VON GREGOR MAYNTZ UND GERHARD VOOGT - zuletzt aktualisiert: 26.01.2012 - 02:30

Berlin/Düsseldorf Politiker der Linkspartei werden entgegen früheren Angaben auch mit geheimdienstlichen Mitteln überwacht. Nachdem die Sicherheitsbehörden ihre Schilderung in diesem wichtigen Punkt ergänzen mussten, trat auch Bundesinnenminister Hans-Peter Friedrich (CSU) die Flucht nach vorne an und verfügte, die Liste der vom Verfassungsschutz beobachteten Bundestagsabgeordneten zu überprüfen. Kriterien müssten entweder Führungsfunktionen oder die Mitwirkung in "extremistischen Teilvereinigungen" sein. Er könne nicht voraussagen, ob es nach der Überprüfung mehr oder weniger beobachtete Politiker sein würden als die derzeit in Rede stehenden 27 Abgeordneten.

Der niedersächsische Verfassungsschutzchef Hans-Werner Wargel hatte als erster eingeräumt, dass sieben Verfassungsschutzbehörden in den Bundesländern die Linken nicht nur mit Informationen aus allgemein zugänglichen Quellen beobachten, sondern auch mit nachrichtendienstlichen Mitteln überwachen. Dazu gehören das Ausspähen von Kontakten, das Abhören von Gesprächen und die Einschaltung von V-Leuten. Daraus erklärt sich, warum die Linken-Politiker Gregor Gysi und Petra Pau bei der Einsicht in ihre eigene Verfassungsschutzakten auf zahlreiche geschwärzte Stellen gestoßen waren, obwohl Heinz Fromm, der Präsident des Bundesamtes für Verfassungsschutz, zuvor versichert hatte, seine Behörde werte lediglich öffentlich zugängliche Informationen aus.

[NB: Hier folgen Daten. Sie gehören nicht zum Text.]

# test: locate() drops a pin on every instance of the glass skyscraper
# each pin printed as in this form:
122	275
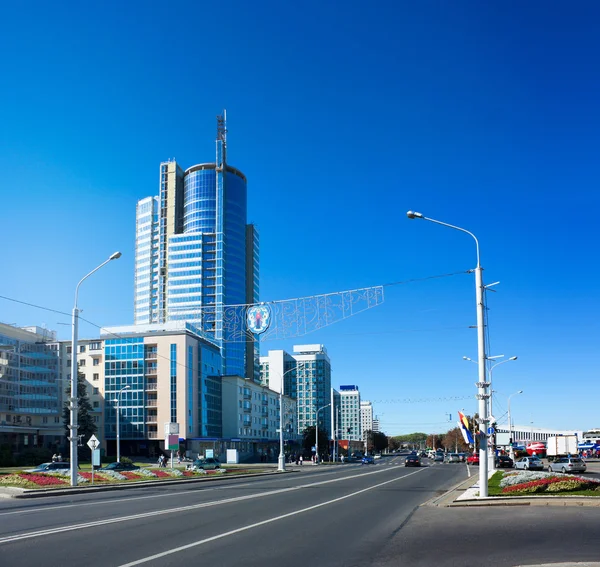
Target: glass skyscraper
196	254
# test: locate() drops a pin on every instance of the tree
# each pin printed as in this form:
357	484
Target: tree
85	420
309	437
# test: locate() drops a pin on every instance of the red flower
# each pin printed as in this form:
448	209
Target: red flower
42	480
162	474
129	475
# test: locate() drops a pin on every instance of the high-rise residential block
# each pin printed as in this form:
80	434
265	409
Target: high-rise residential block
350	418
306	377
366	417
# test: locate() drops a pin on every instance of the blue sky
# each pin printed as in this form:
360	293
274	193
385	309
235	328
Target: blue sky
482	115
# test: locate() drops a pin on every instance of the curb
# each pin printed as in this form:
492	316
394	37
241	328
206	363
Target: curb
449	499
11	492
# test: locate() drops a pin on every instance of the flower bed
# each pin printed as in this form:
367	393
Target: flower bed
42	479
130	475
535	483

Auch die Union geht nun davon aus, dass die Debatte um die Linke-Beobachtung nicht so schnell beendet werden kann, wie zunächst erwartet. Nach einer geheimen Sitzung des Parlamentarischen Kontrollgremiums im Bundestag sagte dessen Vorsitzender Peter Altmaier (CDU), die Regierung müsse bis zur nächsten Sitzung einen Bericht mit weiteren Informationen vorlegen. Die Auswahl der beobachteten Abgeordneten müsse überprüft werden, sagte auch das SPD-Gremienmitglied Thomas Oppermann. Zwar verfolge die Linkspartei in Teilen linksextremistische Bestrebungen und dürfe sich nicht wundern, wenn sie beobachtet werde, so Oppermann. Linken-Fraktionschef Gysi sei aber allenfalls ein "Salonbolschewist" und kein Staatsfeind.

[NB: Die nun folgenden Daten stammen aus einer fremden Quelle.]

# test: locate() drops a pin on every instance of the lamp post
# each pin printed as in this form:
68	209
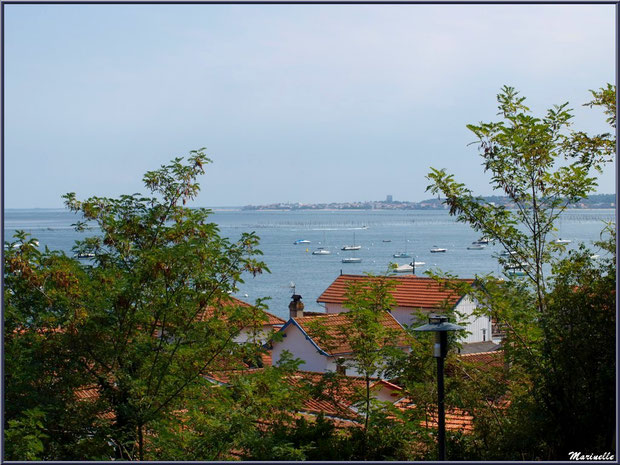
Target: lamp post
440	325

Die Grünen verlangten unterdessen Akteneinsicht. "Ich will mir selbst ein Bild davon machen, ob das alles vertretbar und verhältnismäßig war und ob das Bundesamt für Verfassungsschutz wirklich keine nachrichtendienstlichen Mittel eingesetzt hat", sagte Fraktionsvize Hans-Christian Ströbele. Für ihn steht auch das Vertrauensverhältnis zwischen Bürger und Abgeordneten auf dem Spiel. Informanten müssten sich darauf verlassen können, dass sie nicht überwacht werden, wenn sie sich an einen Volksvertreter wenden, betonte Ströbele.

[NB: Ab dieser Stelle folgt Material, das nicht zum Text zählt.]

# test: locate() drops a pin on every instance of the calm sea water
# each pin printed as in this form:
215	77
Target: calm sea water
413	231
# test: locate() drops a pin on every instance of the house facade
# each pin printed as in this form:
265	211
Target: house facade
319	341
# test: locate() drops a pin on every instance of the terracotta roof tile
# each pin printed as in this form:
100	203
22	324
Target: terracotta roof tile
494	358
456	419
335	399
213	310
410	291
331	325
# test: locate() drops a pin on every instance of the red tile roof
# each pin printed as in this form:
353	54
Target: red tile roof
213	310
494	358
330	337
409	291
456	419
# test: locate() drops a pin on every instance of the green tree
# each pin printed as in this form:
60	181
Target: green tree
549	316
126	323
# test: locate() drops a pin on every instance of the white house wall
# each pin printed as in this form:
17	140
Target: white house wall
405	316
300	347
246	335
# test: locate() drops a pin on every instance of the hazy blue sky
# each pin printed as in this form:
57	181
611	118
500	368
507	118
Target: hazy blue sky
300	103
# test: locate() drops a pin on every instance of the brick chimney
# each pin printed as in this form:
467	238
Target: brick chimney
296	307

In Nordrhein-Westfalen werden keine Abgeordneten der Linken vom Landesverfassungsschutz beobachtet. Das sagte NRW-Innenminister Ralf Jäger (SPD) gestern in einer aktuellen Stunde des Düsseldorfer Landtags. Während die Linke die Abschaffung des Verfassungsschutzes forderte, warf SPD-Innenexperte Thomas Stotko der Partei künstliche Empörung vor. Tatsächlich seien sie "enttäuscht", dass sie nicht beobachtet würden.